Parallel Bible results for "jona 3"

Jona 3

SVV

NIV

1 En het woord des HEEREN geschiedde ten anderen male tot Jona, zeggende:
1 Then the word of the LORD came to Jonah a second time:
2 Maak u op, ga naar de grote stad Nineve; en predik tegen haar de prediking, die Ik tot u spreek.
2 “Go to the great city of Nineveh and proclaim to it the message I give you.”
3 Toen maakte zich Jona op, en ging naar Nineve, naar het woord des HEEREN. Nineve nu was een grote stad Gods, van drie dagreizen.
3 Jonah obeyed the word of the LORD and went to Nineveh. Now Nineveh was a very large city; it took three days to go through it.
4 En Jona begon in de stad te gaan, een dagreis; en hij predikte, en zeide: Nog veertig dagen, dan zal Nineve worden omgekeerd.
4 Jonah began by going a day’s journey into the city, proclaiming, “Forty more days and Nineveh will be overthrown.”
5 En de lieden van Nineve geloofden aan God; en zij riepen een vasten uit, en bekleedden zich met zakken, van hun grootste af tot hun kleinste toe.
5 The Ninevites believed God. A fast was proclaimed, and all of them, from the greatest to the least, put on sackcloth.
6 Want dit woord geraakte tot den koning van Nineve, en hij stond op van zijn troon, en deed zijn heerlijk overkleed van zich; en hij bedekte zich met een zak, en zat neder in de as.
6 When Jonah’s warning reached the king of Nineveh, he rose from his throne, took off his royal robes, covered himself with sackcloth and sat down in the dust.
7 En hij liet uitroepen, en men sprak te Nineve, uit bevel des konings en zijner groten, zeggende: Laat mens noch beest, rund noch schaap, iets smaken, laat ze niet weiden, noch water drinken.
7 This is the proclamation he issued in Nineveh: “By the decree of the king and his nobles: Do not let people or animals, herds or flocks, taste anything; do not let them eat or drink.
8 Maar mens en beest zullen met zakken bedekt zijn, en zullen sterk tot God roepen; en zij zullen zich bekeren, een iegelijk van zijn bozen weg, en van het geweld, dat in hun handen is.
8 But let people and animals be covered with sackcloth. Let everyone call urgently on God. Let them give up their evil ways and their violence.
9 Wie weet, God mocht Zich wenden, en berouw hebben; en Hij mocht Zich wenden van de hittigheid Zijns toorns, dat wij niet vergingen!
9 Who knows?
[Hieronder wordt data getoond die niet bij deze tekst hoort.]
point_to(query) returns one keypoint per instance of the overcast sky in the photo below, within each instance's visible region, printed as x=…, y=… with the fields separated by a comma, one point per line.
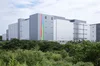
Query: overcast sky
x=11, y=10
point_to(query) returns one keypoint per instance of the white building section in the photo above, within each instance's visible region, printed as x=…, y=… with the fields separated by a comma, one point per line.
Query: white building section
x=63, y=30
x=87, y=32
x=13, y=31
x=93, y=32
x=4, y=37
x=24, y=29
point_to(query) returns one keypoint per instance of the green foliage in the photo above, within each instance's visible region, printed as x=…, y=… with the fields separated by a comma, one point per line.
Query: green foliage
x=47, y=53
x=0, y=38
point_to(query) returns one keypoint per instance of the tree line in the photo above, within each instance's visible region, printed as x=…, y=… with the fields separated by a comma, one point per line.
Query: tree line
x=48, y=53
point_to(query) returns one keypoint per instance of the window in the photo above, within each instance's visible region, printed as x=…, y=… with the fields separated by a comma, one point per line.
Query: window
x=45, y=17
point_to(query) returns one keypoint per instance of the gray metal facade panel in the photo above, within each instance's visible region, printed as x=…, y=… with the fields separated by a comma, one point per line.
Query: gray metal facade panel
x=33, y=27
x=47, y=24
x=97, y=32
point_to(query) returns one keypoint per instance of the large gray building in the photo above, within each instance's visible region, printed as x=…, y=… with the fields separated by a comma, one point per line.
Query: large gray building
x=48, y=27
x=95, y=32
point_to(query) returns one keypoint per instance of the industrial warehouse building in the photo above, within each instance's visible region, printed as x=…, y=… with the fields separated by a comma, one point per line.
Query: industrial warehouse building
x=95, y=32
x=49, y=27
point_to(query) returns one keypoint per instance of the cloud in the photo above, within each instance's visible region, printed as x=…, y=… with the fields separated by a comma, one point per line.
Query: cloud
x=11, y=10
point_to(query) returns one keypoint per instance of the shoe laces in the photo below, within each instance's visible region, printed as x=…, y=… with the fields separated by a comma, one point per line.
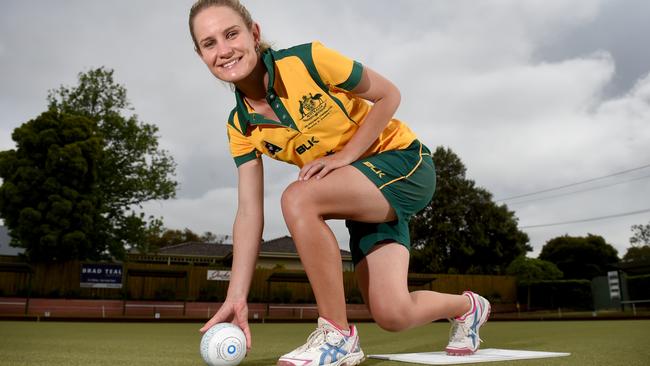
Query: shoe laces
x=319, y=336
x=459, y=331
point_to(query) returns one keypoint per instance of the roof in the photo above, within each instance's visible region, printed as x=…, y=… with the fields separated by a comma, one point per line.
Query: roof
x=284, y=245
x=198, y=249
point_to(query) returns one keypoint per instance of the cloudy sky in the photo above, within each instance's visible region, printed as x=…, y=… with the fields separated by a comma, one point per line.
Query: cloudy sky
x=532, y=95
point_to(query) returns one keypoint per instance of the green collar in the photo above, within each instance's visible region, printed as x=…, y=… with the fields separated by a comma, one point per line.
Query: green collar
x=246, y=119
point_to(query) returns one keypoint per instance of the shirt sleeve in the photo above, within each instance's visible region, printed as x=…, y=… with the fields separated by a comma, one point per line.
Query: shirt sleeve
x=334, y=68
x=241, y=148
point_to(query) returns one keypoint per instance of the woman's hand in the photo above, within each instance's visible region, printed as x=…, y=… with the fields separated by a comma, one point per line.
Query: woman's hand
x=323, y=166
x=235, y=312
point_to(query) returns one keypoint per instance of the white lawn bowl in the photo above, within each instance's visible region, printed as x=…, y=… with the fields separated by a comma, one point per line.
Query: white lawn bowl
x=223, y=345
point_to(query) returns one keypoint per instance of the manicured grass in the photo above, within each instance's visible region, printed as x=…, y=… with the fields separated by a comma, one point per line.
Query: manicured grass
x=49, y=343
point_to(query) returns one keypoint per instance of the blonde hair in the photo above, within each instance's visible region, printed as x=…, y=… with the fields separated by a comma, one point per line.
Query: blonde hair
x=232, y=4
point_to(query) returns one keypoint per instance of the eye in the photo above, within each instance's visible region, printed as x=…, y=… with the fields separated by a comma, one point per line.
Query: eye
x=208, y=44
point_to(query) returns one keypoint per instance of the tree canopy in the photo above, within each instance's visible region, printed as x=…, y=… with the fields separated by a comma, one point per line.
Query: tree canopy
x=580, y=257
x=128, y=167
x=462, y=230
x=640, y=234
x=531, y=270
x=49, y=198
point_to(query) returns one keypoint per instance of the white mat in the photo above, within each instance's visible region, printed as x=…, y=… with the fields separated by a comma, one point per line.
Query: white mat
x=483, y=355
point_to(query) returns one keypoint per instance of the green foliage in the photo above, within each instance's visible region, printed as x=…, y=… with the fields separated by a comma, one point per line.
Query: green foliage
x=133, y=169
x=571, y=294
x=50, y=197
x=640, y=234
x=462, y=230
x=87, y=179
x=639, y=287
x=530, y=270
x=637, y=254
x=580, y=257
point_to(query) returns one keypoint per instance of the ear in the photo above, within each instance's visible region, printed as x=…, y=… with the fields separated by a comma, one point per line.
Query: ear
x=257, y=33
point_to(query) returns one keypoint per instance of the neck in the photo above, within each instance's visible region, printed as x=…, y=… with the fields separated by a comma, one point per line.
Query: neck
x=254, y=85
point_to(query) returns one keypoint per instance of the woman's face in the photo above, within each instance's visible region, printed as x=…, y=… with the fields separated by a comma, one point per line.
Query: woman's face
x=226, y=45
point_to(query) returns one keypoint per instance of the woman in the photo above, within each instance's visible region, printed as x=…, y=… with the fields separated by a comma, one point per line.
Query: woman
x=333, y=118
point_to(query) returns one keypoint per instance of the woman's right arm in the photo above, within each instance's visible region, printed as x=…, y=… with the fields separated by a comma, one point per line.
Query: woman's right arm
x=247, y=237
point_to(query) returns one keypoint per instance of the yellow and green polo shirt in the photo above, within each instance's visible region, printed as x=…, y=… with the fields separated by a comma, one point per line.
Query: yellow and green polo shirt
x=309, y=90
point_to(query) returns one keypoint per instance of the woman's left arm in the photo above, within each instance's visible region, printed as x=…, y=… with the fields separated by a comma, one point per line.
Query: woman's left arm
x=386, y=98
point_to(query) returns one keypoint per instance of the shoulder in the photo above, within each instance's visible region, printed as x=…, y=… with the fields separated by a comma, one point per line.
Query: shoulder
x=234, y=121
x=305, y=51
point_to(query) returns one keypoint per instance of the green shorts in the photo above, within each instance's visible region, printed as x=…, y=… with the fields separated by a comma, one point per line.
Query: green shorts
x=407, y=178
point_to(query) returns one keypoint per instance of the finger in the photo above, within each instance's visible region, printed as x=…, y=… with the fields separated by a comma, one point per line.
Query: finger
x=313, y=170
x=247, y=333
x=323, y=172
x=305, y=172
x=242, y=319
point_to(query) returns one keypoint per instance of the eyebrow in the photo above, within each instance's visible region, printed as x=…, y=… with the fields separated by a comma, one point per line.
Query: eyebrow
x=225, y=31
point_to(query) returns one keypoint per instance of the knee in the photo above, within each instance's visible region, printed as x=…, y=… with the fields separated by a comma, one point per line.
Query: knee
x=295, y=202
x=390, y=316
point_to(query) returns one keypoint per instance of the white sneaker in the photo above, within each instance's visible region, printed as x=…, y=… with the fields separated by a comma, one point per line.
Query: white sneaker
x=463, y=337
x=326, y=346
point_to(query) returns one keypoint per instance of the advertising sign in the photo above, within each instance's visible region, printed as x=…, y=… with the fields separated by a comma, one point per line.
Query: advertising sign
x=101, y=275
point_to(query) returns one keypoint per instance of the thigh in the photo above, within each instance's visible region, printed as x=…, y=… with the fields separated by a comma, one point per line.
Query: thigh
x=383, y=275
x=345, y=193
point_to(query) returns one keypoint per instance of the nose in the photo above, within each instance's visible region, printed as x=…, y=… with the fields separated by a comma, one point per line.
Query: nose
x=224, y=50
God may yet relent and with compassion turn from his fierce anger so that we will not perish.”
10 En God zag hun werken, dat zij zich bekeerden van hun bozen weg; en het berouwde God over het kwaad, dat Hij gesproken had hun te zullen doen, en Hij deed het niet.
10 When God saw what they did and how they turned from their evil ways, he relented and did not bring on them the destruction he had threatened.
The Dutch Staten Vertaling translation is in the public domain.